Hingga tahun 2010, sekitar 15 ribu meter lubang bor verifikasi, geologi dan geomekanik telah dibor, lebih dari 1,2 ribu meter parit dan lebih dari 2,5 ribu meter pekerjaan tambang bawah tanah telah diuji, lebih dari lima ribu sampel saluran dan inti telah dipilih untuk pekerjaan analitis. Berdasarkan hasil tersebut, ditetapkan bahwa cadangan tembaga dari deposit Udokan berjumlah 25,7 juta ton tembaga, 2,7 miliar ton bijih dengan kandungan logam rata-rata 0,95%. Deposit Udokan sedang dikembangkan dengan penambangan terbuka.

Endapan bijih tembaga-nikel Talnakh dan Oktyabrskoye unik dalam skala global. Banyak ahli geologi menganggap endapan Oktyabrskoye sebagai kelanjutan dari endapan tunggal Talnakh. Endapan Talkhanskoye terletak di barat laut platform Siberia dan ditemukan pada tahun 1960 oleh ekspedisi eksplorasi geologi Norilsk. Tiga tahun kemudian, poros tambang Mayak tenggelam. Tambang itu sendiri mulai beroperasi pada 22 April 1965. Saat ini, endapan tersebut dikembangkan di bawah tanah. Panjang ladang ranjau adalah 12 km, lebar maksimum 3,5 km. Kemunculan batuan adalah monoklinal dengan kemiringan ke timur laut pada sudut dari 5 hingga 15̊. Tiga jenis bijih dibedakan: tersebar di batuan induk, bijih sulfida kontinu di bagian dasar intrusi, tersebar-urat di batuan eksokontak. Komposisi bijih didominasi oleh pirhotit, pentalandit dan kalkopirit.
Lisensi untuk pengembangan tambang tersebut dimiliki oleh OJSC MMC Norilsk Nickel. Pada tahun 2011, perusahaan tersebut mengekstraksi 55,9 ribu ton nikel dan 72 ribu ton tembaga dari tambang tersebut.
Tambang Degtyarskoye terletak di sabuk tembaga-pirit Ural, ditemukan pada tahun 1888, dan mulai dikembangkan secara industri pada tahun 1914. Tambang bijih berbentuk pita ini dapat ditelusuri sejauh sekitar 5 km dan mencapai kedalaman lebih dari 600 m. Mineral bijih utamanya adalah pirit. Tambang ini dikembangkan di bawah tanah, tetapi ditutup karena tidak menguntungkan, meskipun bijih di dalamnya tidak ditambang.

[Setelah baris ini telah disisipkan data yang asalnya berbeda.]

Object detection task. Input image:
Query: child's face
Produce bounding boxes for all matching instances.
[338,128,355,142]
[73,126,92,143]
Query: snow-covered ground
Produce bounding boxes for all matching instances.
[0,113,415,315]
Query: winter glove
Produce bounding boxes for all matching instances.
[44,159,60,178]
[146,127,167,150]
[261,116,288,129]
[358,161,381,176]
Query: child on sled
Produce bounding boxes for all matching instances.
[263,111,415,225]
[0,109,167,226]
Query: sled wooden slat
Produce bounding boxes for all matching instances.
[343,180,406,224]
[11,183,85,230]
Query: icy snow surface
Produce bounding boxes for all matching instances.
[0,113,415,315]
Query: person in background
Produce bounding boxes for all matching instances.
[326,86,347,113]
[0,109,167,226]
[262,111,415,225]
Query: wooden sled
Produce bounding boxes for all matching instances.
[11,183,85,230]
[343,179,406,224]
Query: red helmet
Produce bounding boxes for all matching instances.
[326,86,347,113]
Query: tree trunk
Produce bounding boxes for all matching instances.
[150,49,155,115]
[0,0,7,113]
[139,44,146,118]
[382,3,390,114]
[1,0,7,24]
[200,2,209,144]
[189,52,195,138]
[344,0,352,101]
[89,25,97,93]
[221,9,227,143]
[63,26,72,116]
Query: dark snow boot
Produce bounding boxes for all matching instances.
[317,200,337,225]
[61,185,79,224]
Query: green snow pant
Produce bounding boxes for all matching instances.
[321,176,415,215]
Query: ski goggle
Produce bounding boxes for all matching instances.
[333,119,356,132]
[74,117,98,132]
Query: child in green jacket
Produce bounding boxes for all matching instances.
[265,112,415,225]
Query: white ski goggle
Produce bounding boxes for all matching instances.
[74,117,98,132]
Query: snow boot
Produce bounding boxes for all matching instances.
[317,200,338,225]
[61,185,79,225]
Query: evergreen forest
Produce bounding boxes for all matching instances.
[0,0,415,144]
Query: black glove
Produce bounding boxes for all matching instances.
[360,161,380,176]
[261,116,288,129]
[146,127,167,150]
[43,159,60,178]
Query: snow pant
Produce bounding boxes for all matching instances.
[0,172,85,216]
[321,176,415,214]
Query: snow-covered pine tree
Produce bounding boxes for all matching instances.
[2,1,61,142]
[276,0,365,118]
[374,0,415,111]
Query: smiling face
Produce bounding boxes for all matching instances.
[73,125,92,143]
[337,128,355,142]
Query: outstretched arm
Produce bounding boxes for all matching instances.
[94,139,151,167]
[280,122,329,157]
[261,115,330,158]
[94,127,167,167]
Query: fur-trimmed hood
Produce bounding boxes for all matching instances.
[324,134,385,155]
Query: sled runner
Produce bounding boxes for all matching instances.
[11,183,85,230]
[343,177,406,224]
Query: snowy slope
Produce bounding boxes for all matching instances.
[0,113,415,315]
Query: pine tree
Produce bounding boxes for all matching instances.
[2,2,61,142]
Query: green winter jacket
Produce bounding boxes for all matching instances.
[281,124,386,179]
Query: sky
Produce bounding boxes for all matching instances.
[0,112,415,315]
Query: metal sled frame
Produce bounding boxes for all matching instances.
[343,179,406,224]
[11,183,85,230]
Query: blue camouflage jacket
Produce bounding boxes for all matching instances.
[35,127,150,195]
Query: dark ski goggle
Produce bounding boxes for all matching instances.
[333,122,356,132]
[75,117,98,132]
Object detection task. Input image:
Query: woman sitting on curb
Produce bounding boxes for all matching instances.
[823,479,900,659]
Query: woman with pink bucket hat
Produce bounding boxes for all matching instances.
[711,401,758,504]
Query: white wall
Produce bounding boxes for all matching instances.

Dengan demikian, berdasarkan dinamika dan kronologi perkembangan serta kajian endapan tembaga, dapat dikatakan bahwa tembaga telah dan sedang mendapat perhatian yang cukup besar. Kendatipun banyak kendalanya, endapan tembaga merupakan salah satu endapan utama yang perlu dikembangkan, hal ini dikarenakan meluasnya pemanfaatan tembaga dalam industri dan kehidupan sehari-hari masyarakat.